Past Life Regression: The Case of Bridey Murphy
Monday February 25, 2008 8:16 AM
In 1952, an amateur hypnotist in Colorado performed a past-life regression with a local named Virginia Tighe. In the first hypnosis session, and for many times after, Virginia spoke in an Irish accent, sang Irish songs and told stories, and identified herself as Bridey Murphy from Cork, Ireland, born in 1798 and dead in 1854. The hypnotist, Morey Bernstein, published the bestseller The Search for Bridey Murphy to tell the tale, renaming Virginia as Ruth Simmons. Tapes of the actual hypnosis sessions were also sold, snapped up in droves.

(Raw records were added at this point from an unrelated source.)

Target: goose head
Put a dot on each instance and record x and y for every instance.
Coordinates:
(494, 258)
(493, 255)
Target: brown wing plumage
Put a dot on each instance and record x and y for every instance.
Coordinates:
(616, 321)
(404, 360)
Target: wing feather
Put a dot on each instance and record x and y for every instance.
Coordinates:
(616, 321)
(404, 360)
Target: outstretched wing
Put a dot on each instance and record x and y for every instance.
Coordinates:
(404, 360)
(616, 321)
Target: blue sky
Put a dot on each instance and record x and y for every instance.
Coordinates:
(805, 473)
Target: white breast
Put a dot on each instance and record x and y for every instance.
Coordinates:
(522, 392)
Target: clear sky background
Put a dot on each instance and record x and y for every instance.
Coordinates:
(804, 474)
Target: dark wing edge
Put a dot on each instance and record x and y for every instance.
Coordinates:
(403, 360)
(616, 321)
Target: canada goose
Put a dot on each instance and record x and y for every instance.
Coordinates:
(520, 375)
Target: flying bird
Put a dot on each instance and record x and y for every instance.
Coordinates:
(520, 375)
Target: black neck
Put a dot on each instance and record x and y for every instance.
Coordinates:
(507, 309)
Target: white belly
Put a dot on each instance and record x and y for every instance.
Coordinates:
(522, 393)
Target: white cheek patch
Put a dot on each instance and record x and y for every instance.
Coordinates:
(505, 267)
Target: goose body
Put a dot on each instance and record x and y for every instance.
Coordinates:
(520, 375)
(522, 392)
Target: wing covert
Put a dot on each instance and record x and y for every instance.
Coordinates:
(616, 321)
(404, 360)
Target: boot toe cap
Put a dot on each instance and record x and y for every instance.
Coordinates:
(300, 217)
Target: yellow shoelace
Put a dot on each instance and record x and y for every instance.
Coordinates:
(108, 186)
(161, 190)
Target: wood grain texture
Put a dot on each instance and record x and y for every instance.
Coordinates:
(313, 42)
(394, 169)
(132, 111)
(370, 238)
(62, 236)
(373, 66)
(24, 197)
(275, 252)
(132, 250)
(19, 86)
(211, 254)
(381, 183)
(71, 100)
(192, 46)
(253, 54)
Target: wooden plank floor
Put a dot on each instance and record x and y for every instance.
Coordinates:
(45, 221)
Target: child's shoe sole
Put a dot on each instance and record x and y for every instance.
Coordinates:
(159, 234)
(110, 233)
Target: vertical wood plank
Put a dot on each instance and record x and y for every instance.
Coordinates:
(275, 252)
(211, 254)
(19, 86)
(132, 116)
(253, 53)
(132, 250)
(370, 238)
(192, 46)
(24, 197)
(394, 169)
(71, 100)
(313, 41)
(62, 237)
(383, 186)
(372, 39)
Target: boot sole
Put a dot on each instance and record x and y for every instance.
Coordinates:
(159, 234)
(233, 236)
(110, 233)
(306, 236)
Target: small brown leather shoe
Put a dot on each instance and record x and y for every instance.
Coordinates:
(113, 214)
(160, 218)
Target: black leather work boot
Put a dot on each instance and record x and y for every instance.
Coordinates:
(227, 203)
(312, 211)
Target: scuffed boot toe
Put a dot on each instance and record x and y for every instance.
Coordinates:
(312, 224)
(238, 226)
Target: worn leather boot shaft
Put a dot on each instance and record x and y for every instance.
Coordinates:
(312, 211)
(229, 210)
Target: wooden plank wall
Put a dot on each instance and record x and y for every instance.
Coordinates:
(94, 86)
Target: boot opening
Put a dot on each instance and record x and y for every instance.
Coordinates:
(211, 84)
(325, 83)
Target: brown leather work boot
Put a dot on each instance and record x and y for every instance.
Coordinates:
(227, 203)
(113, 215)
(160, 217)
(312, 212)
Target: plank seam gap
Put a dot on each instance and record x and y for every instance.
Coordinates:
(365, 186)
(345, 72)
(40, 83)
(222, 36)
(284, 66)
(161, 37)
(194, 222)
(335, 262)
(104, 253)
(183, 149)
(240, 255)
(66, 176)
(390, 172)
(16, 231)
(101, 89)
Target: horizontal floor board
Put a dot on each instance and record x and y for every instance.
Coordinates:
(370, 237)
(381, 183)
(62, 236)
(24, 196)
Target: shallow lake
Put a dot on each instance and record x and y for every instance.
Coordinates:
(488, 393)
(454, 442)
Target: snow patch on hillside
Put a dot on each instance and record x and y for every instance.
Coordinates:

Support for the story came from the number of obscure details about Ireland that Virginia furnished. But disbelief came from numerous sources and for many reasons. Newspapers traveled to Ireland to investigate — did a Bridey Murphy live in Ireland in the 19th century? No evidence was found. But one domestic paper reportedly found a Bridie Murphey Corkell that lived in the house across the street from Virginia’s childhood home in Wisconsin, indicating the stories told under hypnosis were memories rather than past-life experiences. Additionally, other reviewers noted that the obscure details Virginia provided were probably familiar to any person of Irish descent.
The success of the book made many readers look twice at reincarnation and ideas outside of common religious beliefs of life after death, as well as accepted science. Believers say that this accounts for the vociferous attacks upon the book at the time and after.